There's also the issue of crafting a business model around the rules on how Medicare pays out. This is not fraud, as it follows the letter of the law, but it's an enormous cost.

For example, ever notice those TV ads where you can get some equipment, like a scooter, "at no cost to you"? That's a business based entirely around looking for people they can get qualified for free stuff from Medicare, then they make money by billing Medicare.


Actually, the article mentions that that scooter company got busted for fraud.


I saw another one just yesterday on TV for another device "at no cost to you".

"Frontline" also had an episode investigating dental clinics that have sprouted up that were specifically designed to extract max dollars from government programs to get dental services to poor people.


Reminding me once again that there still exists problems for which Congress could apply itself and get credit for "healthcare reform" from both sides of the aisle.


What are the actual figures regarding Medicare fraud? I've seen conservative groups quote numbers like $.20-$.50 of each medicare dollar while liberal groups quote numbers like $.01-$.05


One issue is that the line between "fraud" and "creatively working around rules to make sure the doors stay open" is thin and porous.

I'm part of a grant writing consulting firm, and we've worked for many Community Health Centers (CHCs, also known as "Section 330 providers"). Most rely on some combination of Medicare / Medicaid funding, donations, and grants to keep their doors open. Medicare and Medicaid reimbursement rates are basically too low to pay for some combination of doctors, PAs, and NPs to provide care. Consequently, some combination of things happen:

* Care is so awful that it doesn't effectively exist. A patient sees a provider for one to two minutes and then gets hustled out the door with their problems put off until the next visit, since CHCs can bill by the visit, not by the time spent.

* Care is somewhat better but creatively accounted for. What if someone sees a provider for two, fifteen minute visits instead of one half hour visit?

* Some number of phantom patients receive services.

You may now call out that number three is FRAUD and THEFT and STEALING. But the virtuous organizations that don't use some form of creative accounting can't exist because they can't pay the rent, for supplies, and for providers.
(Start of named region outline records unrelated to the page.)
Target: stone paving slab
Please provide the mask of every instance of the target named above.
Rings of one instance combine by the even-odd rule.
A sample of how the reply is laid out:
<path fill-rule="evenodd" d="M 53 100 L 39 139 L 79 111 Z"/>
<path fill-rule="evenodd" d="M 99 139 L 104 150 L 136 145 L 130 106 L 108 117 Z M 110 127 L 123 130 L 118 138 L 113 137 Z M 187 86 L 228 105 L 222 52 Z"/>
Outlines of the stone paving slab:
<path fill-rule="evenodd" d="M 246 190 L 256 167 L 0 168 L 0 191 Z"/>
So there are game-theory-style incentives built in for working the system in such a way that the organization can survive. The feds know this, which is why they offer programs like the New Access Points (NAP), to throw a bone to CHCs (see here: http://blog.seliger.com/2010/08/11/the-health-resources-and-... for one place we've written about it).
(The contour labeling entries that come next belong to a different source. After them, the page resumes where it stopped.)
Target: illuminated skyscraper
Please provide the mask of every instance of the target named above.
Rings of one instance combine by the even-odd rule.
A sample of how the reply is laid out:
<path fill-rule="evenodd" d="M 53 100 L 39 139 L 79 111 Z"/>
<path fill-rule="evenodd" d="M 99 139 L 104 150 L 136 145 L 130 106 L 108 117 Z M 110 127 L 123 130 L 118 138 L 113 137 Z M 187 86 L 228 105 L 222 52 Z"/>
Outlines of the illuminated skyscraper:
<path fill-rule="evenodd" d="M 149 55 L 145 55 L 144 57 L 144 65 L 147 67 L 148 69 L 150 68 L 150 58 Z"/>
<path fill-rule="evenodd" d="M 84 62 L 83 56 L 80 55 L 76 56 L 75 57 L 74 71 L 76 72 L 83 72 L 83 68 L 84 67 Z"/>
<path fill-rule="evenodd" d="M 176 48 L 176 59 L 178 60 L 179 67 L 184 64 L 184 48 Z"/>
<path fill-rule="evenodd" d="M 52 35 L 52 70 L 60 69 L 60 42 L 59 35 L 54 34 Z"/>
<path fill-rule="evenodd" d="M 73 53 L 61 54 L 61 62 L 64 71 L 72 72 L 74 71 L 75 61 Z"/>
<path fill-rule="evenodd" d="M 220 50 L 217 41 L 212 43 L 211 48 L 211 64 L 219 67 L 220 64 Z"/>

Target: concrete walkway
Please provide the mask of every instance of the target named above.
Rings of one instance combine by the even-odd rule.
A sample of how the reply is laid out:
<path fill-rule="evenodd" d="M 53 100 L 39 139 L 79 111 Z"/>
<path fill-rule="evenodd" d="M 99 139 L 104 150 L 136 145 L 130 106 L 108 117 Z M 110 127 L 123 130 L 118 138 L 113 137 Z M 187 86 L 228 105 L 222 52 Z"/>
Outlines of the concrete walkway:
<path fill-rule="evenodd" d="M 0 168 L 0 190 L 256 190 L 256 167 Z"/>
Given this, what counts as "fraud?" The answer is, "It depends."

(A tangential note: we've worked for CHC clients in MSAs with a million or more people who are the only PCPs that accept Medicare / Medicaid. Specialists? Forget about it.)


Medicare spending in 2010 was $560 billion. The article says that conservative (i.e. lowball, not Republican) estimates are that $100 billion is fraud, and adventurous estimates have it at $300 billion in fraud, but no one is really sure.